Il est un point sur lequel le moteur de calcul n'a pas évolué : c'est la prise en compte des émissions de CO2. Pourtant, c'est là un des objectifs premiers de la politique énergétique de notre pays.
Le rapport de nos collègues Claude Birraux et Christian Bataille en 2009 avait soulevé le problème de l'ajout d'un plafond d'émission de CO2 dans la réglementation thermique, à côté du critère de consommation en énergie primaire. Lorsque nous sommes allés à Bruxelles, les fonctionnaires de la Commission européenne nous ont confirmé que rien, dans le droit européen, ne s'opposait à cet ajout, contrairement à ce que l'administration française avait indiqué à l'époque. La loi Grenelle 2 a prévu que ce plafond serait un des éléments de la prochaine réglementation thermique de 2020, et des discussions se tiennent depuis plusieurs mois autour de l'idée de tester un tel plafond dans le cadre d'un nouveau label plus exigeant que la règlementation thermique 2012.

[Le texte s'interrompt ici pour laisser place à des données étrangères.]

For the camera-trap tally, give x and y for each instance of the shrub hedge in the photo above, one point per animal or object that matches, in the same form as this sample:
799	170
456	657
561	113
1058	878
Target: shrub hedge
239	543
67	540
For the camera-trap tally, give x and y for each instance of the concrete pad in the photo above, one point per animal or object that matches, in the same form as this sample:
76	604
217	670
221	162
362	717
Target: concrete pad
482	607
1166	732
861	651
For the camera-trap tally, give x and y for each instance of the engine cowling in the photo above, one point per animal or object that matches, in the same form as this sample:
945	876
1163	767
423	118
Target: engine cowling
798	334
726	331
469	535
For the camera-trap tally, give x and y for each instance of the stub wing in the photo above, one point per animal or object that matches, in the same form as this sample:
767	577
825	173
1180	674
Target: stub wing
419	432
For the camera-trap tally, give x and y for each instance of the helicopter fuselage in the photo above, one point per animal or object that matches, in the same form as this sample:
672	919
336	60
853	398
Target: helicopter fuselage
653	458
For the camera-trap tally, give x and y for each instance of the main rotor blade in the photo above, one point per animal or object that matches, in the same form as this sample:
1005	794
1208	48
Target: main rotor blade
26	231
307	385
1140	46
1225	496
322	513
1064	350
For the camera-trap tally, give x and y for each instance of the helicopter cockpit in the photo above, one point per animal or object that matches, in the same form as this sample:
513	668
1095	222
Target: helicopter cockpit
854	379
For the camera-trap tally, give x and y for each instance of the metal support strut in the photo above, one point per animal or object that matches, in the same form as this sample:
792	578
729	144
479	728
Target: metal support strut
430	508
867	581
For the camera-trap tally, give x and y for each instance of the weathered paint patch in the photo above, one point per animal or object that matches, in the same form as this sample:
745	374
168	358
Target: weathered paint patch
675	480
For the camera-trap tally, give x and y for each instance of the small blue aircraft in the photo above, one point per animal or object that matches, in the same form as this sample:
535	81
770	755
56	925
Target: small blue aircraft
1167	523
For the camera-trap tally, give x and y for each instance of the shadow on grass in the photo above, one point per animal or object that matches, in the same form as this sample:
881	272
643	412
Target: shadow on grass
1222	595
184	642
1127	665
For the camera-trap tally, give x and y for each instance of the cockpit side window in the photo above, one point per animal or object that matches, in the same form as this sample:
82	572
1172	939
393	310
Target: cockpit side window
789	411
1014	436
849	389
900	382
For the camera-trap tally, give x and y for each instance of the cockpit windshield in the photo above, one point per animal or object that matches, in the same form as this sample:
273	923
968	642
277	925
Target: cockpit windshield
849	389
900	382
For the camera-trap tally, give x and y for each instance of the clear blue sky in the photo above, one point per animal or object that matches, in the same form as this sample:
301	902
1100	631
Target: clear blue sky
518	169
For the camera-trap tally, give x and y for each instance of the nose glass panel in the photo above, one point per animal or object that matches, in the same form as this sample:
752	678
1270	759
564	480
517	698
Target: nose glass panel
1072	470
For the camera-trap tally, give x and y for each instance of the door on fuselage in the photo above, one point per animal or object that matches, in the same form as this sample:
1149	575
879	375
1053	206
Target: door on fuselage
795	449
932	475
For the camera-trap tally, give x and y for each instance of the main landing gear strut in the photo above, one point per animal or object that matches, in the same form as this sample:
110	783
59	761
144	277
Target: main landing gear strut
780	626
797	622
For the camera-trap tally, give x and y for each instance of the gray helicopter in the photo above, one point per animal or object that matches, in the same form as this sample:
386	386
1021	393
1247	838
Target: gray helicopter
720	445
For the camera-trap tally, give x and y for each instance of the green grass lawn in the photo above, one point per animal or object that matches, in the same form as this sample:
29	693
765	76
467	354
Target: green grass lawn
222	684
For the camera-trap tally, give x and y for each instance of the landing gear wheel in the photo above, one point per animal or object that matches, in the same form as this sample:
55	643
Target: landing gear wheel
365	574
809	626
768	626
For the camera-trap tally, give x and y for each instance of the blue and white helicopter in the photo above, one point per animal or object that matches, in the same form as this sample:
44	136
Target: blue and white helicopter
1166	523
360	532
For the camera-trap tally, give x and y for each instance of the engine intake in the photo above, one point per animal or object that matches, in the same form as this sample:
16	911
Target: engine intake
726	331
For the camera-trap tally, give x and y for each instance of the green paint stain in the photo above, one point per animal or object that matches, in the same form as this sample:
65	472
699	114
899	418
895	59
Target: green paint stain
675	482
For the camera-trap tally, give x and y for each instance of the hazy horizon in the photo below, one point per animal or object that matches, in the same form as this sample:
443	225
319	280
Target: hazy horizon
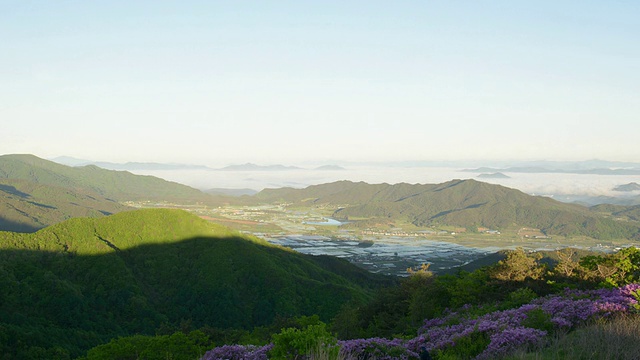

Le débat achoppe sur le calcul des émissions de CO2 de l'électricité, à cause de la thèse consistant à prendre en compte, non pas les émissions moyennes sur l'année, mais les émissions dites « marginales », celles de la pointe de consommation d'hiver. Cela revient pratiquement à considérer que le contenu en CO2 de l'électricité française est égal à ce qu'il serait, si celle-ci était produite à 100 %, tout au long de l'année, par les plus mauvaises centrales au charbon d'Europe.
Manifestement, ce raisonnement n'est pas très cohérent. Il est d'ailleurs invalidé pour les années aux hivers doux, qui devraient se multiplier avec le réchauffement climatique.
Mieux vaut donc sortir de ce débat en calculant les émissions réelles tout au long de l'année, y compris en tenant compte des appels de puissance supplémentaires adressés à nos voisins à certains moments.
Par ailleurs, comme l'avait indiqué un rapport de nos collègues Bruno Sido et Serge Poignant en 2010, il faut traiter la question de la pointe de consommation par une politique spécifique jouant notamment sur les réserves d'effacement de la demande, la suppression, grâce à des relogements prioritaires, des taudis énergétiques équipés de « grille-pain », et la mise en place d'une politique tarifaire dissuasive de type EJP (option effacement des jours de pointe).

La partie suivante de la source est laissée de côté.